Tough Professor? Get Help.
Posted by Randall Williams | Under Reference & Education Thursday Feb 11, 2010Chances are you worked hard to get yourself into college or university. Don’t let one or two difficult professors ruin your resolve to vanish what you started. You’re going to have to learn how butt heads with people of authority sooner or later; you might as well dig in and figure it out now, right? Your GPA is at stake, after all.
1. Let your professor know that you have questions. Don’t let him write your lack of understanding off as something that’s your fault, but be open to owning up to your confusion. Choose your words carefully so that you don’t assign blame his way and he should be willing to help you. When he does, listen carefully and try to give him precisely what he’s asking for even if it goes against the way you think it should be done. This particular skill is hard to learn, but it will serve you in the workplace as well. Unless you become your own boss, that is.
2. If you still can’t grasp what the professor is asking of you, get creative. Go to the internet or the library and find another way to learn what the course is covering. Your professor will never know that you learned in spite of him and you’ll get the help you need to get through the class and earn the credit you paid for.
3. Form a study group to commiserate. In addition to finding people with similar complaints, you just might compare notes and end up piecing together lecture material and learn what the difficult professor was trying to communicate. Two heads are better than one and a whole group of them just might give you the support you need to pass the class.

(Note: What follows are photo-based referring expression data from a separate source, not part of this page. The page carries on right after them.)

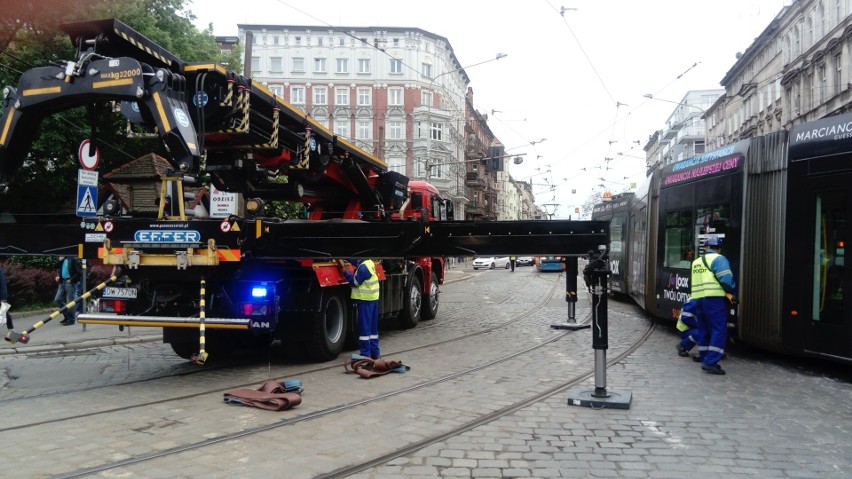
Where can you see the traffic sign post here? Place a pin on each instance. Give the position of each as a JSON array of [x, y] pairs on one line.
[[87, 193], [89, 155]]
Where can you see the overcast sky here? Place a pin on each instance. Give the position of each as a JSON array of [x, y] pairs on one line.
[[564, 76]]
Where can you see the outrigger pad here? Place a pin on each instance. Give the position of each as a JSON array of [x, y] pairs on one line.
[[15, 337]]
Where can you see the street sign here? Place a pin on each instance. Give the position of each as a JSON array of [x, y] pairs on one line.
[[89, 155], [87, 200], [87, 178]]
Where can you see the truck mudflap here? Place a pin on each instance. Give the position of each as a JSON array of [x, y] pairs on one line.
[[161, 322]]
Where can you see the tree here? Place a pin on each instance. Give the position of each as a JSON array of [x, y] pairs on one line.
[[46, 181]]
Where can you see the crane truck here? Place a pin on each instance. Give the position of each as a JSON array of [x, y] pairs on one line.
[[212, 284]]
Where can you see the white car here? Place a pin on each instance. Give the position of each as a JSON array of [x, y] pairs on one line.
[[491, 262]]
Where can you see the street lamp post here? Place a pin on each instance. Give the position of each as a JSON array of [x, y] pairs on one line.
[[432, 81]]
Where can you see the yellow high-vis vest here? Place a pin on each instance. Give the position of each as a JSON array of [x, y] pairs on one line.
[[704, 282], [369, 289]]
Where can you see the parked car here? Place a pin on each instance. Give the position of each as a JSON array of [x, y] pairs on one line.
[[491, 262], [524, 261]]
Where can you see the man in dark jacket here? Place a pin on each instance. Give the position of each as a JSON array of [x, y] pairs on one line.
[[68, 275]]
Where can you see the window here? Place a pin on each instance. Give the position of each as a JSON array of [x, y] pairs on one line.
[[342, 65], [320, 95], [838, 73], [341, 127], [396, 163], [297, 95], [437, 131], [341, 96], [298, 64], [395, 130], [319, 65], [678, 250], [364, 97], [395, 96], [365, 130], [829, 257]]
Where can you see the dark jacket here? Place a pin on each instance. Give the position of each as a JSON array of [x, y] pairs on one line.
[[74, 268]]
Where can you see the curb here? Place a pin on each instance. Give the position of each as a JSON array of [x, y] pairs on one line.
[[86, 344]]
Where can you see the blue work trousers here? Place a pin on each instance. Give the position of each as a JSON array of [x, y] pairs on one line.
[[712, 329], [368, 328], [65, 293], [688, 338]]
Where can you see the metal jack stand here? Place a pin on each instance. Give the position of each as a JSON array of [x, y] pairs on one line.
[[571, 296], [599, 397]]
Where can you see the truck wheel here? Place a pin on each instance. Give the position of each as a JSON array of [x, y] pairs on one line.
[[412, 304], [431, 304], [329, 327]]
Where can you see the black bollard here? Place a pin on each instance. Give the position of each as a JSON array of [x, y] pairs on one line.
[[596, 274]]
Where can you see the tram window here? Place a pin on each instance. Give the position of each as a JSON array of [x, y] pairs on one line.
[[678, 249], [829, 257], [616, 238]]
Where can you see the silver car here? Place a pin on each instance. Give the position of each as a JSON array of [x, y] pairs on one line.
[[491, 262]]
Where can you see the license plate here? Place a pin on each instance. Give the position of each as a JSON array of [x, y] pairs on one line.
[[113, 292]]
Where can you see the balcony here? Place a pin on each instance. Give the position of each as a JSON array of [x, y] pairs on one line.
[[472, 178]]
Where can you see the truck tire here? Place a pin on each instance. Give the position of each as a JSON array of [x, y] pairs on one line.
[[329, 327], [430, 305], [412, 304]]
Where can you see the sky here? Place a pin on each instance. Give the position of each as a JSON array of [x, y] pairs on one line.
[[575, 76]]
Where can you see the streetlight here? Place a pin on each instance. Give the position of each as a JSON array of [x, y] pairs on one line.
[[429, 108], [652, 97]]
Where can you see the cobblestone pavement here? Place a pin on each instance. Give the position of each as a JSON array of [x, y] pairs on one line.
[[763, 419]]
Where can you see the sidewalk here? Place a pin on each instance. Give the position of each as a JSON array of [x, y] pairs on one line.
[[53, 336]]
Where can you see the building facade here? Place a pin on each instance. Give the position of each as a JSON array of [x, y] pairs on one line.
[[683, 135], [797, 70], [398, 93]]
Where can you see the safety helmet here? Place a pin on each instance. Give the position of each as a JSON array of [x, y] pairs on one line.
[[713, 241]]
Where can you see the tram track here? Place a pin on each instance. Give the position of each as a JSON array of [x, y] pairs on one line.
[[282, 371], [577, 378]]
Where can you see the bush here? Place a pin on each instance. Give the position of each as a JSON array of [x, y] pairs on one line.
[[29, 285]]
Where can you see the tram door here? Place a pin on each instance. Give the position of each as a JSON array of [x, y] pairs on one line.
[[828, 328]]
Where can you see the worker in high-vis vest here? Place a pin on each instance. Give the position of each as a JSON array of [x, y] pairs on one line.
[[712, 286], [365, 294]]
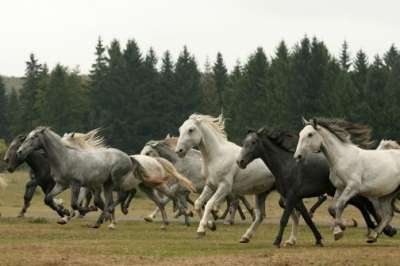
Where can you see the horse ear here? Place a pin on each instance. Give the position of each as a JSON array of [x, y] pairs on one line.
[[250, 130], [305, 122], [314, 123]]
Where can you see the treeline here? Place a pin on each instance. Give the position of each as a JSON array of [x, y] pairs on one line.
[[134, 98]]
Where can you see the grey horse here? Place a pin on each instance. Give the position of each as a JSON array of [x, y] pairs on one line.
[[191, 167], [99, 170]]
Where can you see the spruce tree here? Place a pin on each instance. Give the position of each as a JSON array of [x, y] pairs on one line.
[[188, 90], [221, 79], [4, 125]]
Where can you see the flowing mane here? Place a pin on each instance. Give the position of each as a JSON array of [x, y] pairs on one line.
[[282, 138], [388, 144], [89, 140], [347, 132], [215, 123]]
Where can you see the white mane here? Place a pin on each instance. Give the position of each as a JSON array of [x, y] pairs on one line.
[[215, 123], [89, 140], [387, 144]]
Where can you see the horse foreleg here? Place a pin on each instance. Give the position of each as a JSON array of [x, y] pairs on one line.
[[340, 204], [125, 204], [30, 188], [49, 201], [259, 217], [220, 194], [202, 199], [321, 199], [306, 216], [248, 206], [295, 229], [151, 194]]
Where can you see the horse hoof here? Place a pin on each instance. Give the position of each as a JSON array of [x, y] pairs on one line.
[[337, 233], [244, 240], [390, 231], [163, 227], [277, 245], [148, 219], [372, 237], [63, 220], [355, 223], [94, 226], [290, 243], [201, 235], [228, 222], [211, 225]]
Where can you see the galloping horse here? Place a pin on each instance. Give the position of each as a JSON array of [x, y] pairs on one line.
[[191, 167], [155, 173], [296, 181], [223, 174], [371, 173]]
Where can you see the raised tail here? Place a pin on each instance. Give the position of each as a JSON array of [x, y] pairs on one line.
[[172, 172], [138, 169], [3, 182]]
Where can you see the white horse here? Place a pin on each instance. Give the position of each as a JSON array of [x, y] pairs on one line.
[[154, 174], [222, 173], [371, 173]]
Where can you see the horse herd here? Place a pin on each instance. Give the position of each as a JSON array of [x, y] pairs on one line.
[[329, 157]]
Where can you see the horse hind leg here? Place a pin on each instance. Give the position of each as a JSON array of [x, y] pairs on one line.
[[259, 217], [385, 211], [30, 188]]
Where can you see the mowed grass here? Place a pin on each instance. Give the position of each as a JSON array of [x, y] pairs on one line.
[[38, 240]]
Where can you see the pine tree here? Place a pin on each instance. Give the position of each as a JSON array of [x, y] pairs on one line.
[[167, 85], [345, 61], [98, 90], [279, 83], [221, 79], [13, 113], [210, 102], [4, 125], [188, 91], [28, 94]]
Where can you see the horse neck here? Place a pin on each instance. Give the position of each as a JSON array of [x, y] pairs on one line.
[[277, 160], [210, 144], [56, 151], [35, 161], [168, 154], [332, 147]]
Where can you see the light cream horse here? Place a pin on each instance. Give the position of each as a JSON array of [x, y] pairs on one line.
[[157, 172]]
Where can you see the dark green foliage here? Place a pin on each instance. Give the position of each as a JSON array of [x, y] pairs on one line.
[[135, 99], [4, 126]]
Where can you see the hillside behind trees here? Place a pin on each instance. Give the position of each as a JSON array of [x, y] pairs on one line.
[[136, 95]]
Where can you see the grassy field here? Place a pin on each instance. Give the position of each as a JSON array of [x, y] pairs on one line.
[[38, 240]]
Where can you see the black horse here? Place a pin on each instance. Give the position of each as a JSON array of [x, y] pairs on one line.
[[296, 181], [40, 175]]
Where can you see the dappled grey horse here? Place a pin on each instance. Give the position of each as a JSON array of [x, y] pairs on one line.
[[39, 174], [191, 167], [96, 169]]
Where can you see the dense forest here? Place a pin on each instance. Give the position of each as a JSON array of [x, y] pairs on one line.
[[134, 98]]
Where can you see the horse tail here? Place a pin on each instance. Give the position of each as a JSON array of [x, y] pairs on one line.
[[395, 208], [3, 182], [137, 169], [172, 172]]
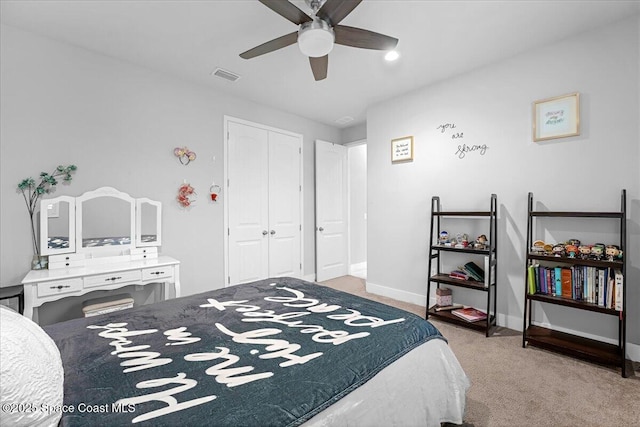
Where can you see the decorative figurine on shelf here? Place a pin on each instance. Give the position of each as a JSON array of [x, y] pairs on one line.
[[574, 242], [597, 250], [585, 251], [186, 195], [184, 155], [571, 250], [462, 240], [214, 191], [613, 252], [558, 249], [538, 247], [443, 238], [481, 242]]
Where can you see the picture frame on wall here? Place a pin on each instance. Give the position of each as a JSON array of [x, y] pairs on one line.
[[402, 149], [557, 117]]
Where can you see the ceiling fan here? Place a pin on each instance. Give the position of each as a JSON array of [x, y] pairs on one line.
[[317, 33]]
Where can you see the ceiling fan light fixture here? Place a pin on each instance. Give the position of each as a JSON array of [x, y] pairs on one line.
[[315, 38]]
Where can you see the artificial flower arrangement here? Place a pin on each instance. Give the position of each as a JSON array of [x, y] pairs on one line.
[[32, 192]]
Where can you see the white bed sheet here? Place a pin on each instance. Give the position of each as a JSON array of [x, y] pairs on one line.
[[425, 387]]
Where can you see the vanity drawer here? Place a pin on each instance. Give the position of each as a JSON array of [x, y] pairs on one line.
[[66, 261], [56, 287], [112, 278], [156, 273], [144, 253]]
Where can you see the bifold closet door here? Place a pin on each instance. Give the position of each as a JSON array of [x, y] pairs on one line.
[[264, 193], [285, 224]]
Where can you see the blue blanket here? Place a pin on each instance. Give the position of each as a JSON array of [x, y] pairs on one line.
[[269, 353]]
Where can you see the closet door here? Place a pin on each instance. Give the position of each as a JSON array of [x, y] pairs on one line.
[[248, 199], [264, 197], [284, 205]]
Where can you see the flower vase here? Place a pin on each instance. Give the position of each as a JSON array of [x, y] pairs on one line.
[[39, 262]]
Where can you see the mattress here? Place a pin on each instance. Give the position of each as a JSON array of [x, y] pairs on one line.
[[280, 352]]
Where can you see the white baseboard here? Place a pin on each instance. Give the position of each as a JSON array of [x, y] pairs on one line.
[[404, 296], [358, 270]]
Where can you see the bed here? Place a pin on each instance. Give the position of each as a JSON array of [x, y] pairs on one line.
[[277, 352]]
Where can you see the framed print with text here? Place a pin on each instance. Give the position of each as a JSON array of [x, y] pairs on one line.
[[402, 149], [557, 117]]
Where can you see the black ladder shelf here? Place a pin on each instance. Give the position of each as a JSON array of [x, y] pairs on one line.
[[573, 345], [437, 251]]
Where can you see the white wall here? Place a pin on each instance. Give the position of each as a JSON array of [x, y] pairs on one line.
[[357, 155], [492, 106], [119, 123]]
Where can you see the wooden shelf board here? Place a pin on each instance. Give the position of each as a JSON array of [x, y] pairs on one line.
[[470, 284], [446, 316], [462, 213], [572, 303], [563, 214], [577, 261], [573, 345], [463, 250]]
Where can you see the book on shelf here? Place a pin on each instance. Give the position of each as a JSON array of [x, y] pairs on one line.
[[594, 285], [470, 314], [473, 271], [458, 274], [619, 285], [448, 307]]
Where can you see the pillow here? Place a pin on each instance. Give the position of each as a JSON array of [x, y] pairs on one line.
[[31, 374]]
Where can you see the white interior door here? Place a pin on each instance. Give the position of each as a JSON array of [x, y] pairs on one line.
[[248, 203], [264, 203], [331, 211], [285, 226]]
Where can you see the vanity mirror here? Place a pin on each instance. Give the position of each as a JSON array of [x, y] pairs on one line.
[[148, 220], [101, 222], [57, 225], [105, 220]]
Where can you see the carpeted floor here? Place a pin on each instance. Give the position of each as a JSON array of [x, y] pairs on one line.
[[513, 386]]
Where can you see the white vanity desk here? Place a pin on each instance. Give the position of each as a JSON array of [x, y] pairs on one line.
[[42, 286], [101, 240]]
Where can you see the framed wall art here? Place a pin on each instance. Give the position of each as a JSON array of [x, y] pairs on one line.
[[557, 117], [402, 149]]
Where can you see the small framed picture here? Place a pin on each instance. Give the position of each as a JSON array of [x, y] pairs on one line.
[[402, 149], [557, 117]]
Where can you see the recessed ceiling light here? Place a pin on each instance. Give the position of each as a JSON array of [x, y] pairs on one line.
[[392, 55]]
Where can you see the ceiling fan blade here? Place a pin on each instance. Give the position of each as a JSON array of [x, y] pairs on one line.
[[270, 46], [287, 10], [319, 67], [357, 37], [334, 11]]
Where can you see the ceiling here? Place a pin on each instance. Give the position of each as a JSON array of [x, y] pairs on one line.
[[189, 39]]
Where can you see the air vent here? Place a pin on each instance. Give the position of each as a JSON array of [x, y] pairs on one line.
[[344, 120], [224, 74]]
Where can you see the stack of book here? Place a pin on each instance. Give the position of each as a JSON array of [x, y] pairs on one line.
[[472, 272], [470, 314], [595, 285]]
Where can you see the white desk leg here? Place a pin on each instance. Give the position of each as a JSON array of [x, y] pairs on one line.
[[176, 281], [28, 301]]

4. If you manage to stick it out without dropping the course and losing your tuition money, make good use of the professor evaluation at the end of the class. Your experience can be put to good use if it helps students in the future.
College is an excellent transition from childhood to adulthood. You’ll be going through all kinds of things while on that campus and hopefully, even be able to turn a bad experience into a lesson learned. The occasional difficult professor is likely someone you’ll never forget but chalk it up to a growing pain and move on.
Randall Williams is a school administrator who writes a weekly blog on online degrees and online colleges.